I've been looking at the civetweb user guide, and it looks like it would be possible to create a 404 page (perhaps asking people if they were looking for http://pi.hole/admin).
Or perhaps it would be better to add to the initial configuration, something like:
error_page = 404 /admin
So that people would never see a clunky 404 webpage. (I'm not entirely sure where that would go in the embedded civetweb, but I'd be happy to learn on the fly and do the PR if someone could point that out.)
A quick look into pihole.toml tells us that we are generally not afraid to add more options
Your idea may be useful for some, but how often would they see a 404 (a plain request on pi.hole will already be redirected). We don't have this so far in case users are hosting other stuff besides Pi-hole's web interface. However, if we decide this is worth adding, I'd prefer a simple user experience by maybe simply adding a new boolean config option for the redirect.
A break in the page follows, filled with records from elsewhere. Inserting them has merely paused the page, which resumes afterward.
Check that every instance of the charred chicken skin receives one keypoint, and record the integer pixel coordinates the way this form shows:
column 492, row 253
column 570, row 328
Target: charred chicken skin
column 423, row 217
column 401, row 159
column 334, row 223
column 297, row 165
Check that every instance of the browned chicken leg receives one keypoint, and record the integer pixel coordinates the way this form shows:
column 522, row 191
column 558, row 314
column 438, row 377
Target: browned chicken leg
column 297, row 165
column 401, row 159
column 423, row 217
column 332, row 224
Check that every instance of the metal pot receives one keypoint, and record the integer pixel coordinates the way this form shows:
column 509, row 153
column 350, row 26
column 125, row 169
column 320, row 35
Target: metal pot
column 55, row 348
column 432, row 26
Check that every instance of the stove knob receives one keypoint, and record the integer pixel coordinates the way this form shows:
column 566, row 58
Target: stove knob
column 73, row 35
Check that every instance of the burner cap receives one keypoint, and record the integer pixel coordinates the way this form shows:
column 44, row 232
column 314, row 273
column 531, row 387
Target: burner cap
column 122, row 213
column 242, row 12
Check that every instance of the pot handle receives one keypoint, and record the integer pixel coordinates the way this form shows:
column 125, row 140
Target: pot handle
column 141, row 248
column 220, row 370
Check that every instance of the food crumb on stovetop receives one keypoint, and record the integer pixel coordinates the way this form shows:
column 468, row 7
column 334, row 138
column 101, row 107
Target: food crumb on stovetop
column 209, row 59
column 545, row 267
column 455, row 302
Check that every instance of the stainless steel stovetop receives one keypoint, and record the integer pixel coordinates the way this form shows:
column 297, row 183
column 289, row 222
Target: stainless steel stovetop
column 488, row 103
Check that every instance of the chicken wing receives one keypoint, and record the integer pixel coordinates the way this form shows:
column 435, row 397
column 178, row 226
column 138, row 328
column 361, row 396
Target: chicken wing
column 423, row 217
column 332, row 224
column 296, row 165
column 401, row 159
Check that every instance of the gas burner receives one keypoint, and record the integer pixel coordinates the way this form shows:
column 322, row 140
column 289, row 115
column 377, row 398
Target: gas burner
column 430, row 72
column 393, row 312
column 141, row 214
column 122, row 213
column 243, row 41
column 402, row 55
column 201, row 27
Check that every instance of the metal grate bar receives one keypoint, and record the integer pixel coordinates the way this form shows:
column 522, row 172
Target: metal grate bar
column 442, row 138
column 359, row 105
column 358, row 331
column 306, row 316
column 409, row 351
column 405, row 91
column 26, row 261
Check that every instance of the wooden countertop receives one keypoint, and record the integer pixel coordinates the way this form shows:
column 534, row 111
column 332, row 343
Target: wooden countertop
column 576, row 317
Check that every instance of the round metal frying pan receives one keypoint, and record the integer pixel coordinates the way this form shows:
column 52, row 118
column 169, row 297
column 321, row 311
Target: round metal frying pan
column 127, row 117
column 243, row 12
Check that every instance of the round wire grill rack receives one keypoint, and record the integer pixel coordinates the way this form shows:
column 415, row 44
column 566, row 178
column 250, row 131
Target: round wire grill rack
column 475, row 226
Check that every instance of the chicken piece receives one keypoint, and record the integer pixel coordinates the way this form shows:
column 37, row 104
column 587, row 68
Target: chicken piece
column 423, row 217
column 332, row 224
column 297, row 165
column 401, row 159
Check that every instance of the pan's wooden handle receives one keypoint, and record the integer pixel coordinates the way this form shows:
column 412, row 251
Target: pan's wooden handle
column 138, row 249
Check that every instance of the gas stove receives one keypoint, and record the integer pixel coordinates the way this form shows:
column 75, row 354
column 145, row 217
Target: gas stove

Whether it should default to true or false can then be discussed as well.
Could you point me to the location where the line you mentioned is documented?
I can only finde the documentation for error_pages but this would not quite work here (highlighting added):
This option may be used to specify a directory for user defined error pages. To specify a directory, make sure the name ends with a backslash (Windows) or slash (Linux, MacOS, ...). The error pages may be specified for an individual http status code (e.g., 404 - page requested by the client not found), a group of http status codes (e.g., 4xx - all client errors) or all errors.
The corresponding error pages must be called error404.ext, error4xx.ext or error.ext, whereas the file extension may be one of the extensions specified for the index_files option.
A quick code check confirms that this config option is working as described: one needs to specify a directory and therein, the webserver will search for aforementioned files until it finds one (or not).
Hmmm...I appear to have been a victim of an AI search result because when I tried to recreate what I found about error_pages redirect, the only thing I'm getting Google AI telling me to put something into an .htaccess file, which Civetweb doesn't have. I'll do some more digging to see if I can find a supportable solution. Apologies.
Thanks in advance for indulging a non-expect dabbler like me.
Here's what I've found out (and tested) using the stand-alone command line (not the embedded in Pi-hole option) in Debian. I believe the error_pages option has to be specified before Civetweb will look for error_pages. Thus, a command line civetweb -document_root /var/www/html/civetweb will always return default error pages. But the command line for the error pages doesn't work great because it always defaults to the directory of the command, not the specified document _root.
But, you can use a configuration file, and call the configuration file in the command. Thus, for a civetweb.conf in temp, with the content:
Civetweb will look for error pages in the document root. This appears to be good for the FTL code noted above because all we need is another line:
"error_pages", config.webserver.paths.webroot.v.s,
since we already have the root.
We'd also need to add a page in document root (not another directory). I got a page working with html but I don't know what the corresponding one would be in what Pi-hole uses (.lua?).
In .html, a file error404.html having the content {html} {meta http-equiv="Refresh" content="0; url='/'" /} {/html} will produce a redirect to the document_root. [Brackets {} instead of <> to make visible.]
To summarize, I think the code could be updated with just a few changes to produce a 404 redirect, if desired.
Thanks for the hard work. I'll play around with the "pretty" page. Remains to be seen whether it will be less "pretty" or more "pretty" but it will likely mention something about entering Romulan territory.